WholeLottaLove
Haha - I am lost (not your fault...I am just very slow with mathematical concepts, unfortunately)
I understand that for certain values of x,(say if x =2) (4x-1) and (x+1) would be positive but (x-3) would be negative. But why would we bother finding what is positive and what is negative? I almost feel as if testing a series of integers and fractions, both positive and negative, would be a quicker way to figure out the right answer. Still, I am trying to get the concepts buttoned down.
What I explained above is how to study an abs value from a theoretical point of view, because you original methos is wrong.
Of course this is not required to answer the question, you can try with real number and see what you find out.
But am I trying to explain how an abs function works, for instance your original method
I. f(x) = (4x-1) + (x-3) + (x+1)
II. f(x) = -(4x-1) + -(x-3) + -(x-1)
does not work to find the answer. The function cannot be reduced to that form!
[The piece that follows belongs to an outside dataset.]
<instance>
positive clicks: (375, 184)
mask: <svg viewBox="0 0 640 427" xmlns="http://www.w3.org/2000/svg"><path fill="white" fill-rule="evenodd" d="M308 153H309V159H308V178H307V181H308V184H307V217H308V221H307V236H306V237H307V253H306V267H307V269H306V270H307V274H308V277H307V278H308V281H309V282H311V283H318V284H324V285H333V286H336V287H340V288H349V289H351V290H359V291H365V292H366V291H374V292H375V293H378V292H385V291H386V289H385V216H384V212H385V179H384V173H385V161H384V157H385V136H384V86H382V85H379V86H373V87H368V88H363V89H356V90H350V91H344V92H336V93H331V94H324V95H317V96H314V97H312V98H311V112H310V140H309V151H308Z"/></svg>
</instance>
"But why would we bother finding what is positive and what is negative? "
This is required to study an abs value. In my original post you see the graph of F(X), and you notice that is defined into sections.
Each section is one of the intervals above, and in each one of those the fucntion has a different equation.
The concept that I apply here is the same as the one that you would apply to solve
\(y=|x|\)
How would you study this?
for x>0 => y=x
for x<0 => y=-x
Define where the funct is positive, treat each part as a separate equation. The concept in the question is the same, only involves more intervals.